金額は1,800万円です。このうち「成長投資枠」は1,200万円までになります。
毎年360万円を投資すれば5年、毎年120万円を投資すれば15年で限度額に達するイメージです。
なお、旧NISAで保有中の金融商品がある場合でも、2024年からの新NISAでは新しく1,800万円の枠が与えられます。
また、新NISAで1,800万円に達しても非課税で保有中の金融商品を売却すれば、その分の非課税投資枠は復活します。
改正点5:投資対象が若干変更に
新NISAの「成長投資枠」の投資対象について、「一般NISA」の投資対象から下記の変更がおこなわれます。
【一般NISA(2023年までの投資分)】
上場株式・投資信託など(REITやETFも含まれます)
【新NISA:成長投資枠(2024年からの投資分)】
一般NISAの投資対象から、下記の投資信託が除外されます。
・整理・監督銘柄
・信託期間が20年未満・毎月分配型の投資信託・デリバティブ取引を用いたもの つみたて投資枠についてはつみたてNISAからの変更はありません。
NISAを始めるときのポイント
NISA口座を開設する証券会社を決める
金融商品の取引をするための証券口座は銀行と同じで複数社に開設できますが、NISA口座は1社でしか開設できません。
証券会社によって金融商品の取引手数料などに違いがありますので、あらかじめ調べておくとよいでしょう。

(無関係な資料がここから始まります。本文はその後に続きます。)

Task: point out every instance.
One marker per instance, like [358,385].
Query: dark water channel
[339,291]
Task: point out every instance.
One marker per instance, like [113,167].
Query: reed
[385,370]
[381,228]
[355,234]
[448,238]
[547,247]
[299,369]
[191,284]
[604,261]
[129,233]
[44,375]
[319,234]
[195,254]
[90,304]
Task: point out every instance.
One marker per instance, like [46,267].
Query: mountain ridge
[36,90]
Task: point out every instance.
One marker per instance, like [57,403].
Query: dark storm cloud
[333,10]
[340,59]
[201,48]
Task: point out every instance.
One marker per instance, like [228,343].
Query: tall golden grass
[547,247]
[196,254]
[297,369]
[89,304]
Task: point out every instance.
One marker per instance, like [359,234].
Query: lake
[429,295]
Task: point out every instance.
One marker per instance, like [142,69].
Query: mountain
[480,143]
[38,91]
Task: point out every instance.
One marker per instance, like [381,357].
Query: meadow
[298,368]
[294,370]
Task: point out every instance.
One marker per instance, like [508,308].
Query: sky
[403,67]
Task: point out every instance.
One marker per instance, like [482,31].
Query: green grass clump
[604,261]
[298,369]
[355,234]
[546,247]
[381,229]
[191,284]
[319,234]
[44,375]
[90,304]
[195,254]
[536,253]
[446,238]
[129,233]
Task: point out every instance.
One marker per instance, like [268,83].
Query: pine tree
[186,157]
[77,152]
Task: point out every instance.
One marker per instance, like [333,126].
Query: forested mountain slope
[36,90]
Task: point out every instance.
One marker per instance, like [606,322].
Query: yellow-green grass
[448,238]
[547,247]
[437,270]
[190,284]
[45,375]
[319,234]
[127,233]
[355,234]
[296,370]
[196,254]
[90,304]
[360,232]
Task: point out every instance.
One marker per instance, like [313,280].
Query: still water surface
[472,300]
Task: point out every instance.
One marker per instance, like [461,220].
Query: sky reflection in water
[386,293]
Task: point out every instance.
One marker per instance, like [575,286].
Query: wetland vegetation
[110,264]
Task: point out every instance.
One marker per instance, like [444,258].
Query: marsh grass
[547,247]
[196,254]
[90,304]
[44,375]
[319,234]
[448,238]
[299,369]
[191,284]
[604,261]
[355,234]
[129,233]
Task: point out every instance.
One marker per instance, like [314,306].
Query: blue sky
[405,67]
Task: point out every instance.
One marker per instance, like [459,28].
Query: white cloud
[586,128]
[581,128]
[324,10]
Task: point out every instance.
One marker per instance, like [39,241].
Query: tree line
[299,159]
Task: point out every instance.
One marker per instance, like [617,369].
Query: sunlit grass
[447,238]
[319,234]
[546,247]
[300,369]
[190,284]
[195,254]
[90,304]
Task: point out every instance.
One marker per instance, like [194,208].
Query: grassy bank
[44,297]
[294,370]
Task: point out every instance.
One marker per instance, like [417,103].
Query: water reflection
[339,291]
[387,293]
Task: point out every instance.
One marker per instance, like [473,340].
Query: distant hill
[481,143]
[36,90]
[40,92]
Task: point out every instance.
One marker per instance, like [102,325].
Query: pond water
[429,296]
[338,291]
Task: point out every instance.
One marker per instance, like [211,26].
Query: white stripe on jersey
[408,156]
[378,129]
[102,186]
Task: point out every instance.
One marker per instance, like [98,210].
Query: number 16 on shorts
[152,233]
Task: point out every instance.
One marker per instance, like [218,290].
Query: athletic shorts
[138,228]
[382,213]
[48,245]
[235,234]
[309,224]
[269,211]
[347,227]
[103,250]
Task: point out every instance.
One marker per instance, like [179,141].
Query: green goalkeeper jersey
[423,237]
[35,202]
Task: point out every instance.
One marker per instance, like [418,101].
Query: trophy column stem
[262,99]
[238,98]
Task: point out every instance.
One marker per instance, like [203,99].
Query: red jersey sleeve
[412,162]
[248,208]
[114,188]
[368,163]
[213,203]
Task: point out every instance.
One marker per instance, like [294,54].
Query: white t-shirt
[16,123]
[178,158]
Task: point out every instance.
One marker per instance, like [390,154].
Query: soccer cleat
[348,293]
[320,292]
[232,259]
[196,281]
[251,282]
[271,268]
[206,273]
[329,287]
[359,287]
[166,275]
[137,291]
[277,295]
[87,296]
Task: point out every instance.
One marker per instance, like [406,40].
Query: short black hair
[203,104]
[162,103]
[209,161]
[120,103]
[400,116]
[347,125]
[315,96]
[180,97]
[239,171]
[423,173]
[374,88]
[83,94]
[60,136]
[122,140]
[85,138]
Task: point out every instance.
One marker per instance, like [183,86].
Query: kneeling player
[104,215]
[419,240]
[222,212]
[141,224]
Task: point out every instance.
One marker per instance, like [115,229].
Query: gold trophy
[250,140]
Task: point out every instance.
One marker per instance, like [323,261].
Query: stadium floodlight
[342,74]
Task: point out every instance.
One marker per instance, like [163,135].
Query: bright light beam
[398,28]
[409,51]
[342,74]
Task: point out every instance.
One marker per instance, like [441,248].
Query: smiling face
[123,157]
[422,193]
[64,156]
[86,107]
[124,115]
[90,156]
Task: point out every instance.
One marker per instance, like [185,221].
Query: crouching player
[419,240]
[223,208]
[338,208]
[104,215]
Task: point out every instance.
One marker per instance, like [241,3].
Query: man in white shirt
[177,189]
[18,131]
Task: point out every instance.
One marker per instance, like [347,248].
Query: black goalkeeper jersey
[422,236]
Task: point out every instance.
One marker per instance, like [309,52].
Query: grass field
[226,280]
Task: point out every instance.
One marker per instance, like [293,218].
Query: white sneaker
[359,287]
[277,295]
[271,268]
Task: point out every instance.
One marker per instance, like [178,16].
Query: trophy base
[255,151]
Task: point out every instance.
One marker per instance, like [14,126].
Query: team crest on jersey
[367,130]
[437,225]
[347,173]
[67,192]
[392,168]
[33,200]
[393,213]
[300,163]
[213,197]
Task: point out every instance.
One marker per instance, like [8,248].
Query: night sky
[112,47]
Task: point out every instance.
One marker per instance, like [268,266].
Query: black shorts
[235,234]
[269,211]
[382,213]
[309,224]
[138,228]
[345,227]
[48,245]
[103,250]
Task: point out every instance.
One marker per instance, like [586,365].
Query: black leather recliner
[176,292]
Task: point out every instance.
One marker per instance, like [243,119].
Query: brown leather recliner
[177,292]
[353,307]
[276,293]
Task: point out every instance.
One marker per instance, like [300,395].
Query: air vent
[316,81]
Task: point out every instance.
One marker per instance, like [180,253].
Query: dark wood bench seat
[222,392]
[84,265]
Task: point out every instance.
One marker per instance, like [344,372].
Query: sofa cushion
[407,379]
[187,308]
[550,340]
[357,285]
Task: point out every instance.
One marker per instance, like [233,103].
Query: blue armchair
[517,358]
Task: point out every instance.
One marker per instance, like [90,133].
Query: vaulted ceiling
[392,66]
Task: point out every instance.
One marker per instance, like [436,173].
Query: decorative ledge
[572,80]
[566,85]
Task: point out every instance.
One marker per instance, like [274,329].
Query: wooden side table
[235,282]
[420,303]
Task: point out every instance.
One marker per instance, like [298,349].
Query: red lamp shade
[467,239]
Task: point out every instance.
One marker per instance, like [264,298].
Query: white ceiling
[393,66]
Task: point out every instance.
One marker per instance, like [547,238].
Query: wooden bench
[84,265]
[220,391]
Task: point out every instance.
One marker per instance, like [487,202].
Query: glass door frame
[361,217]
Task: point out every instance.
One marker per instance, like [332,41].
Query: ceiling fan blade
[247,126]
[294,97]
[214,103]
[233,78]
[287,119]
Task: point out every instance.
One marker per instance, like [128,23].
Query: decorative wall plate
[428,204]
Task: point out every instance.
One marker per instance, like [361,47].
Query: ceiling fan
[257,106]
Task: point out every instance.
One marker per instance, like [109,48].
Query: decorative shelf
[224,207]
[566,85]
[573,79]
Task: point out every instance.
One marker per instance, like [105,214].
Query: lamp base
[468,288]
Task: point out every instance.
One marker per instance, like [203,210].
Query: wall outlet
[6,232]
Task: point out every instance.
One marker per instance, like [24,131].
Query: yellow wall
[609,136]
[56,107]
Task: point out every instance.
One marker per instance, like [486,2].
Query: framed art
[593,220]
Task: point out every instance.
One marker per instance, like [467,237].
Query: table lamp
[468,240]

後から変更することも可能です。
投資可能額を決める
NISAはあくまで税制の名称であり、実体は金融商品への投資です。
金融商品への投資には当然ながらリスクが伴います。
現金や預貯金をすべて投資につぎ込むようなことはせず、投資する金額を決めておくことが大切です。
また、投資可能額を決めてもすぐに限度額いっぱいの投資をするのではなく、まずは少額から投資をしはじめるようにしましょう。
長期投資、分散投資をこころがける
金融商品への投資には、商品価格の変動や、金利、為替といった複数のリスクがあります。
これらのリスクをコントロールするには、投資対象の分散や、長期間の積立投資が有効です。